Impactos financeiros no bolso do consumidor
Outro ponto polêmico da privatização é o impacto nas tarifas de água e esgoto. Embora os dados sobre reajustes sejam limitados, consumidores relatam aumentos nas contas, gerando insatisfação. A questão tarifária é sensível, especialmente para as famílias de baixa renda, que dependem de políticas de subsídio para garantir o acesso ao saneamento.
Especialistas defendem que a transparência na formação de preços e a regulação rigorosa são essenciais para equilibrar os interesses de investidores e consumidores, garantindo que os ganhos de eficiência sejam repassados à população.
Críticas à precificação da oferta
A venda das ações da Sabesp por R$ 67, com um desconto de 18,3% em relação ao preço de mercado, também gerou controvérsias. Enquanto os coordenadores da operação justificaram o desconto como necessário para atrair investidores, opositores afirmam que o Estado vendeu um ativo estratégico a um preço abaixo do valor justo.
Projeções para o futuro
A Sabesp trabalha para antecipar a meta de universalização do saneamento de 2033 para 2029. No entanto, esse cronograma ambicioso depende de fatores como a continuidade dos investimentos, a eficiência operacional e a capacidade de gerenciar riscos, como crises hídricas.
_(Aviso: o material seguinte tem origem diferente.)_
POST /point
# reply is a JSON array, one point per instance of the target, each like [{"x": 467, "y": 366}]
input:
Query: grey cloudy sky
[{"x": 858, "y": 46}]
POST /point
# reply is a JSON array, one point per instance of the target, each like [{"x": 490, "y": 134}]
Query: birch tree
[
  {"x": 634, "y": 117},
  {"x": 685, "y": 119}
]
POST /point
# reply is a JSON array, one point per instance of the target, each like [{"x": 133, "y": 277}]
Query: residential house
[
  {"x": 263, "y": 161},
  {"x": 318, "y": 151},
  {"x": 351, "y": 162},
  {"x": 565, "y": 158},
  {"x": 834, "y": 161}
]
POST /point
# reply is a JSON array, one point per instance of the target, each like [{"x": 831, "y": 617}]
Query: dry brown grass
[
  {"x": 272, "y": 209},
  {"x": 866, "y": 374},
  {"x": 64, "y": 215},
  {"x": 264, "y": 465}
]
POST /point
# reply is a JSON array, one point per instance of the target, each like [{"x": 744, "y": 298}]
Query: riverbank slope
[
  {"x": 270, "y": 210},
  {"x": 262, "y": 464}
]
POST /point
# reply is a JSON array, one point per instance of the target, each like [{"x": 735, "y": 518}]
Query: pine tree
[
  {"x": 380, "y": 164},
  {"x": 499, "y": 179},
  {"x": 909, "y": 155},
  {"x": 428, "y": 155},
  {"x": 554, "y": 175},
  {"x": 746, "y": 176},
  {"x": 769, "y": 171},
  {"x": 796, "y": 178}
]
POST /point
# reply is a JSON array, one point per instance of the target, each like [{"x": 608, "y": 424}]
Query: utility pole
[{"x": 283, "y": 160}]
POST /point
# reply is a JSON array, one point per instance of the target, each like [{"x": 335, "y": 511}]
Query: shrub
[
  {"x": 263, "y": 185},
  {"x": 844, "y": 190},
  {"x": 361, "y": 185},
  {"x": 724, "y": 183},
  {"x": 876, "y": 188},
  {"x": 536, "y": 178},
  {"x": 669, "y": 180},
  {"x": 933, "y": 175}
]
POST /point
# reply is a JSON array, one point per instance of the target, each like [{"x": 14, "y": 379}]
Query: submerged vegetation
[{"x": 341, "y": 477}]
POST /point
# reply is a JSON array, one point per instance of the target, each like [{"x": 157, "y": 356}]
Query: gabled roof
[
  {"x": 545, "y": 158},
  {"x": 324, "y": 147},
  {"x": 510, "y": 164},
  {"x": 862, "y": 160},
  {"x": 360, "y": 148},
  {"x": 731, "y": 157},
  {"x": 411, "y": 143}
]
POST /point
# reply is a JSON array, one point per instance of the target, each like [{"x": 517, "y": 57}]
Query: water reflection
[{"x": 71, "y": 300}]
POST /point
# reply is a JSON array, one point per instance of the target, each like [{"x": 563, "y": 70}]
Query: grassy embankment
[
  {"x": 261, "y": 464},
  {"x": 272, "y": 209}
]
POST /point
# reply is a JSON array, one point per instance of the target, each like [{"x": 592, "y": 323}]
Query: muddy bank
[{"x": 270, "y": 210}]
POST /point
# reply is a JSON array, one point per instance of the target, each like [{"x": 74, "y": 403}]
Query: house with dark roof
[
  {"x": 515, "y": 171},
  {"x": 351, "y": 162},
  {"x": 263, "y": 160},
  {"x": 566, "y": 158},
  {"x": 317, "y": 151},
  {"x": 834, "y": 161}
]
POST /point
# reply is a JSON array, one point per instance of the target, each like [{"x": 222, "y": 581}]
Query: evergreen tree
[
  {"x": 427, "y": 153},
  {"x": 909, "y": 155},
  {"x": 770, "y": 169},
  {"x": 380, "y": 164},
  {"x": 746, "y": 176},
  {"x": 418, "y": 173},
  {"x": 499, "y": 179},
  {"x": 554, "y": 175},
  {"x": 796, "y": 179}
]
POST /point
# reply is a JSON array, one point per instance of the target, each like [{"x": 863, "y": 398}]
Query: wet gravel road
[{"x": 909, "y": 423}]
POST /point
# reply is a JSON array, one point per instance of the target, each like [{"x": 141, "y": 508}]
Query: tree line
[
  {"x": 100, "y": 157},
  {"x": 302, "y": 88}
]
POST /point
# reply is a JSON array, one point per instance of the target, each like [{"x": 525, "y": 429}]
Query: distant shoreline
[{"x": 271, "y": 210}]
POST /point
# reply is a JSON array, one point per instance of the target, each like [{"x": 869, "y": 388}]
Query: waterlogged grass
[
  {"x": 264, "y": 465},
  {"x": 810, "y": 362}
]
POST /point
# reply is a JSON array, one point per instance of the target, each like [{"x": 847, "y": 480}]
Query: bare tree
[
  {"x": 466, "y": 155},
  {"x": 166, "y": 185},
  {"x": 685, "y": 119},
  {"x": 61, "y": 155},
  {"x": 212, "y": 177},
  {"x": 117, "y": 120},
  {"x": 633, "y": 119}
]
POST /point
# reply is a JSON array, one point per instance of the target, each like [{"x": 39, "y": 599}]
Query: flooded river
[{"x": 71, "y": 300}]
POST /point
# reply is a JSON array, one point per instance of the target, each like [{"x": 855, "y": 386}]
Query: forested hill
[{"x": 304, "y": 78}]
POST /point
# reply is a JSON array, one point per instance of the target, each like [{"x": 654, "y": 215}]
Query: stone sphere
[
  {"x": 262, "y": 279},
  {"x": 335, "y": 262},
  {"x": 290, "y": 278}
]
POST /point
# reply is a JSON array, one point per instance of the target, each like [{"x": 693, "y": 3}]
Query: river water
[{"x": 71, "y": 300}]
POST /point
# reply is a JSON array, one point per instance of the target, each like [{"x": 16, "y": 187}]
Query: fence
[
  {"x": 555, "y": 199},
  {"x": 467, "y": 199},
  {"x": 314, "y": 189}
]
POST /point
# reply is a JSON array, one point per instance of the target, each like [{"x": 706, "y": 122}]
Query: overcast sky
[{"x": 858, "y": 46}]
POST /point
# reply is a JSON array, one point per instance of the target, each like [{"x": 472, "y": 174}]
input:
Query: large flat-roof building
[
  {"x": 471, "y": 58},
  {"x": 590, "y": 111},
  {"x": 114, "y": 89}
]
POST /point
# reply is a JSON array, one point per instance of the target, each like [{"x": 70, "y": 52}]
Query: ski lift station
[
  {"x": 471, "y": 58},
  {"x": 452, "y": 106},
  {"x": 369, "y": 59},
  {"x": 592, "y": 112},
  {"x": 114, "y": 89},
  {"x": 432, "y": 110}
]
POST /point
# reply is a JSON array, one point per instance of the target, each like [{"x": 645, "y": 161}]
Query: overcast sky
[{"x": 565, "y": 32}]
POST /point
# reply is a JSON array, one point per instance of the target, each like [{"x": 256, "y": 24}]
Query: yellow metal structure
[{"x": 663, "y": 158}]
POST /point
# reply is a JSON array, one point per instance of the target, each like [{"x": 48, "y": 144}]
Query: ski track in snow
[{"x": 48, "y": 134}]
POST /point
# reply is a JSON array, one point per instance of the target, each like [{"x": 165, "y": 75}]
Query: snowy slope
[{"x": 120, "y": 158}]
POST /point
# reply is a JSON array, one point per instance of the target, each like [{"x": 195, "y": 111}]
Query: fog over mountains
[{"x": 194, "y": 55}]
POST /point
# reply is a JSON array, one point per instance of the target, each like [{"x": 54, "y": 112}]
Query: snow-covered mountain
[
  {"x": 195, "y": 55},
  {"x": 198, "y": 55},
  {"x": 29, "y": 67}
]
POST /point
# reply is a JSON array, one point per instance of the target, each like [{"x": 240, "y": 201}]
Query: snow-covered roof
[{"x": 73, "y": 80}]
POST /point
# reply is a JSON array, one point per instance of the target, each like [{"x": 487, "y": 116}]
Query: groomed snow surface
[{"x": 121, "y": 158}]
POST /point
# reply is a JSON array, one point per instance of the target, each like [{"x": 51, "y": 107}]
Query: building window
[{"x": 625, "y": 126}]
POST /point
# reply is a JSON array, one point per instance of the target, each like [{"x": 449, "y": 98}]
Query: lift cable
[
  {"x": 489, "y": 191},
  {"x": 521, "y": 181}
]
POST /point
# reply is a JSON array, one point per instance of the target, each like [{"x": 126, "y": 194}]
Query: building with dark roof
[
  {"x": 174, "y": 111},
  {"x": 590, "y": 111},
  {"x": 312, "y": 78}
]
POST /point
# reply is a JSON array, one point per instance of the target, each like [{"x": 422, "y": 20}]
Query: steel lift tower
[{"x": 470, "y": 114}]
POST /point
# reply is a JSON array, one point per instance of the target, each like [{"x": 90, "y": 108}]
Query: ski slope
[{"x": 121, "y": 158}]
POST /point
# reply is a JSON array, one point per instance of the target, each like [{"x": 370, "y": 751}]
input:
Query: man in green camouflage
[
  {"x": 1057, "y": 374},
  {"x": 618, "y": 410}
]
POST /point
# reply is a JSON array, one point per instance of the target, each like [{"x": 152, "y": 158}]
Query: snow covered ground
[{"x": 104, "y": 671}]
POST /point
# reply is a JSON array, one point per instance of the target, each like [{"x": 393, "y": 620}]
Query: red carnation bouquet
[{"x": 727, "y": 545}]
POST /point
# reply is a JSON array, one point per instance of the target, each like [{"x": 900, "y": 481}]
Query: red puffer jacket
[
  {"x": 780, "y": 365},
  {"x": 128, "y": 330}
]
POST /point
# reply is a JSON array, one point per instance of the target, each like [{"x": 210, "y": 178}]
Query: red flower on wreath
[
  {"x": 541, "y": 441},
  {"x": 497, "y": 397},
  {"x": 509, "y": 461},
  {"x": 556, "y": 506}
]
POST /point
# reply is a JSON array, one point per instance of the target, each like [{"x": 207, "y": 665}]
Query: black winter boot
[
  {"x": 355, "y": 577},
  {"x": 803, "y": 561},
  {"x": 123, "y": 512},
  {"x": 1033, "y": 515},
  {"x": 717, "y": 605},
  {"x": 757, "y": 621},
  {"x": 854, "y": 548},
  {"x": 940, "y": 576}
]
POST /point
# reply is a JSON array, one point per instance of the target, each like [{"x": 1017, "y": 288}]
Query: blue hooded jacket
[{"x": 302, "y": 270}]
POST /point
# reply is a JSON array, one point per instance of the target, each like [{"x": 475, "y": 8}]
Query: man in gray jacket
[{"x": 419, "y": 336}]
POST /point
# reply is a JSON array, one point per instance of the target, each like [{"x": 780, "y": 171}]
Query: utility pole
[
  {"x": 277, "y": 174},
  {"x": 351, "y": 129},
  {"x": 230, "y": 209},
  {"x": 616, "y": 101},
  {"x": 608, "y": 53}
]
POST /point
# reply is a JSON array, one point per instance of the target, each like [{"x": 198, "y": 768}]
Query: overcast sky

Críticos alertam para a necessidade de monitorar de perto a qualidade dos serviços e as condições dos trabalhadores, enquanto defensores da privatização acreditam que os avanços até agora indicam um caminho promissor.
A Visão do Especialista
Analisando os dois anos da Sabesp privatizada, é possível observar tanto progressos quanto desafios. O aumento significativo nos investimentos e a valorização do ativo são sinais positivos, mas o impacto no custo para o consumidor e as críticas à qualidade do serviço precisam ser monitorados de perto.
Para os investidores, o setor de saneamento continua atrativo, com projeções de crescimento robusto e retorno consistente. No entanto, é vital que a regulação garanta o equilíbrio entre rentabilidade e acessibilidade, especialmente em um serviço essencial como o saneamento básico.
Se os planos de universalização forem bem-sucedidos e realizados dentro do prazo, a Sabesp poderá se consolidar como um case de sucesso em privatizações no Brasil. Ainda assim, o modelo privado precisa demonstrar que pode oferecer não apenas eficiência financeira, mas também impacto social positivo e sustentável.